Renseignement pris, il s’agit en fait de sauver les photographes professionnels. Ceux-ci sont en effet menacés par la montée en puissance du business des banques en ligne. On peut aujourd’hui acheter un droit de publication d’une photo pour moins d’un euro ; les images placées sur Internet sont piratées, réutilisées sans respect pour le droit d’auteur (lire l’affaire Géo chez mon excellent confrère Jean-François Vibert). Enfin la mention « DR » (Droits Réservés) offre aux magazines un moyen de s’exonérer à bon compte du paiement des droits sur une image : on écrit « DR » et si par hasard le photographe se manifeste (suffit de lire chaque jour toute la presse mondiale, coco), une fois sur cent donc, on paie les droits. L’UPC (Union des Photographes Créateurs, l’association FreeLens, la SAIF (Société des Auteurs des arts visuels et de l’Image Fixe) proposent ainsi la tenue d’Etats Généraux de la Photographie destinés à chercher des solutions à une situation grave.
Gagne-misère
Car il faut reconnaître que la situation des photographes et des agences reste aujourd’hui très difficile. Oh, le métier de photographe a toujours été un métier de misère… à part les grands noms (et quelques petits malins), la plupart des photographes gagnaient, gagnent, gagneront mal leur vie. C’était vrai voici trente ans, à l’époque où je décidais d’en faire mon métier. Je crois que c’est toujours aussi vrai aujourd’hui. Davantage ? Je ne sais pas. Comprenez-moi : oui, des Etats Généraux de la Photographie peuvent aider à fixer des limites légales aux abus constatés. Mais il reste toujours le même problème : n’importe qui peut se déclarer photographe, et appuyer sur un déclencheur devant un visage, une maison, un paysage. Si le résultat suffit à satisfaire le client potentiel de cette image, ce n’est pas le statut non-professionnel de son auteur qui empêchera la transaction de se faire… le plus souvent à prix cassé.
Restructuration radicale
Alors la nouveauté, aujourd’hui, c’est encore et toujours Internet. Un canal de diffusion d’une puissance incroyable, un outil d’une redoutable efficacité en faveur ET en défaveur des photographes.
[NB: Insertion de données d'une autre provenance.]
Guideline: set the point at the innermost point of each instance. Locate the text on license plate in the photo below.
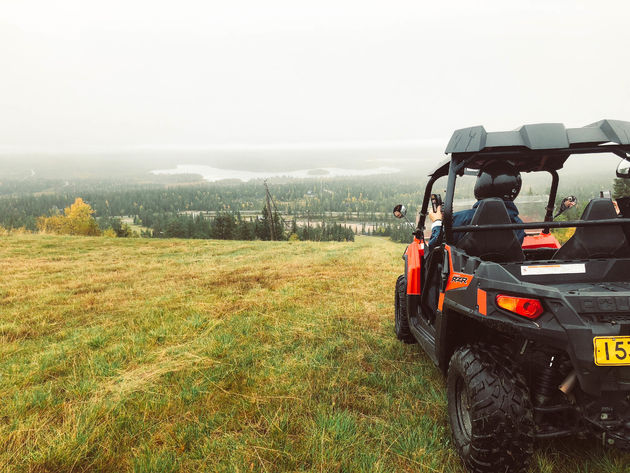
(612, 351)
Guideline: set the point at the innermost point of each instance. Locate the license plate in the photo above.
(612, 351)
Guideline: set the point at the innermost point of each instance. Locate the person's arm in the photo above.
(436, 226)
(520, 234)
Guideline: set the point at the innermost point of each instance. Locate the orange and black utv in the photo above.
(534, 338)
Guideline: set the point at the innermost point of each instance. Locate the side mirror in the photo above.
(623, 169)
(400, 211)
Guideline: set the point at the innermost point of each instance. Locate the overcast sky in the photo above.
(154, 74)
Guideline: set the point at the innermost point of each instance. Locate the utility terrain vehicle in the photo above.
(534, 338)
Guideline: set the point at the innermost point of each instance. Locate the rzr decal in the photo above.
(456, 280)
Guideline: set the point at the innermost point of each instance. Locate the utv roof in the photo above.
(539, 146)
(540, 136)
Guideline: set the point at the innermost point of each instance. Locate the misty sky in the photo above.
(154, 74)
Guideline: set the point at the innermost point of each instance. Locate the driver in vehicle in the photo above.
(496, 179)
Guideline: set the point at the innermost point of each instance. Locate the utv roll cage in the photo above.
(539, 147)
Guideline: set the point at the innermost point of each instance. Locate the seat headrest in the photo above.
(492, 245)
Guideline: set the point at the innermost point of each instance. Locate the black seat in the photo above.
(596, 242)
(499, 246)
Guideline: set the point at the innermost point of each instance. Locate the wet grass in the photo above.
(178, 355)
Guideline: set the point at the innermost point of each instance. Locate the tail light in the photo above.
(530, 308)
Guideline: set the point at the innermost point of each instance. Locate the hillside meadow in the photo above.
(188, 356)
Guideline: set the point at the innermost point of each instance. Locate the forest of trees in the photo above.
(310, 209)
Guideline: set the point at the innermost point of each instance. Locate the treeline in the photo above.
(359, 198)
(231, 226)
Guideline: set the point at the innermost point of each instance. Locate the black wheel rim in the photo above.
(462, 409)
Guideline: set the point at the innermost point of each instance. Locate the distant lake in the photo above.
(211, 174)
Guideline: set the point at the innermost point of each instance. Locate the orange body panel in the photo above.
(456, 280)
(482, 301)
(415, 255)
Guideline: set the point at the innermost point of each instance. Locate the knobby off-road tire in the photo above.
(401, 320)
(490, 411)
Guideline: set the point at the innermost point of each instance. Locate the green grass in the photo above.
(178, 355)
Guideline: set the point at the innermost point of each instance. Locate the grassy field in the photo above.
(178, 355)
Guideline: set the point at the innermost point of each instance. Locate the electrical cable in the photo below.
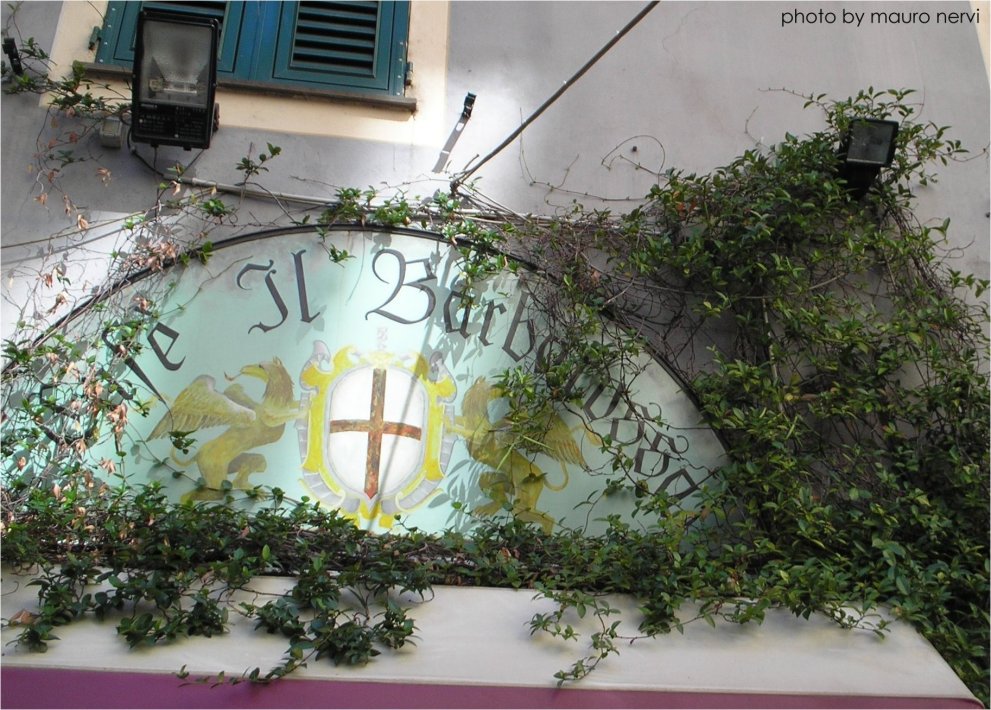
(467, 172)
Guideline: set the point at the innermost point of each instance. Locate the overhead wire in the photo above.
(468, 171)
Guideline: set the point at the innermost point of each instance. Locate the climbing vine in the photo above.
(840, 360)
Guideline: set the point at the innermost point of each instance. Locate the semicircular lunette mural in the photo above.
(370, 386)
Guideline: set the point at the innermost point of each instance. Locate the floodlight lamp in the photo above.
(174, 80)
(871, 142)
(868, 146)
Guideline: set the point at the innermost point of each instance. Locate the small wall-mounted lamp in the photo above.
(174, 80)
(469, 105)
(10, 49)
(868, 146)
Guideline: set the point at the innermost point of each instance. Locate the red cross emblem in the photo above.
(376, 425)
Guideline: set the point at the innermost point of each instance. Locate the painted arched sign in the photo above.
(369, 385)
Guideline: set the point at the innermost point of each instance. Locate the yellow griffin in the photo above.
(514, 481)
(250, 424)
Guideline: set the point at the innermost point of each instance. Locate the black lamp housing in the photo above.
(868, 146)
(174, 81)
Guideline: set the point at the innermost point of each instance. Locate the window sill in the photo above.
(398, 103)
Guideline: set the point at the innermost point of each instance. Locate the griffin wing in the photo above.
(200, 406)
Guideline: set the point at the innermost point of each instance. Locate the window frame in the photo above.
(246, 61)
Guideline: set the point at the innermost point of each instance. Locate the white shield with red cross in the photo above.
(375, 419)
(374, 443)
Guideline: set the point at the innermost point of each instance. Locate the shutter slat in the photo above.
(335, 36)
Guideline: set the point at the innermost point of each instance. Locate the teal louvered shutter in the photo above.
(117, 41)
(351, 45)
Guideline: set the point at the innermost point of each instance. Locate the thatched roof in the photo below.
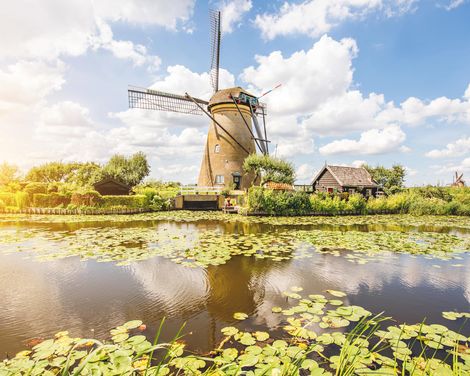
(278, 186)
(349, 176)
(223, 96)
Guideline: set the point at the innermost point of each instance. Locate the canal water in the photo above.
(89, 297)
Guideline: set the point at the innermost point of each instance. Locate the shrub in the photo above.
(32, 188)
(356, 202)
(8, 198)
(88, 198)
(51, 200)
(278, 202)
(134, 202)
(21, 200)
(377, 204)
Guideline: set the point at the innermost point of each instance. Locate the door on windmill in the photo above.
(219, 179)
(236, 182)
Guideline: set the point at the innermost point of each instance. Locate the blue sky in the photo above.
(376, 81)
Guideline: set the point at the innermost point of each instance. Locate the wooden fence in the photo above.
(60, 211)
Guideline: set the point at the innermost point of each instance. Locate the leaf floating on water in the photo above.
(240, 316)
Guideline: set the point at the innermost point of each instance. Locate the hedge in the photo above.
(135, 202)
(90, 198)
(8, 198)
(32, 188)
(51, 200)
Il leur faut s’adapter à un nouveau canal de distribution, et probablement changer radicalement de modèle économique. Je sais que ce n’est pas facile. Ainsi, c’est ce que n’a pas su faire l’industrie de la musique ; c’est ce qu’est en train de rater l’industrie du cinéma. Toutes les lois Hadopi de la Terre, toutes les commissions d’Albis ne suffiront pas à leur éviter une restructuration radicale de leur business model ; au mieux, elles vont leur permettre de survivre quelques années avant la faillite annoncée.
Nouveaux usages
Les photographes, eux, n’ont pas le millième de la puissance des lobbies du disque. Peu organisés, ils ne disposent d’aucun copain de Sarkozy pour appuyer leurs demandes. Et pourtant, grâce à Internet, certains d’entre eux s’en sortent, trouvent de nouveaux clients et font connaître leur travail. L’époque est aux bouleversements, et un usage créatif du web peut aider à survivre… N’hésitez pas à faire part de vos réactions et de vos réussites !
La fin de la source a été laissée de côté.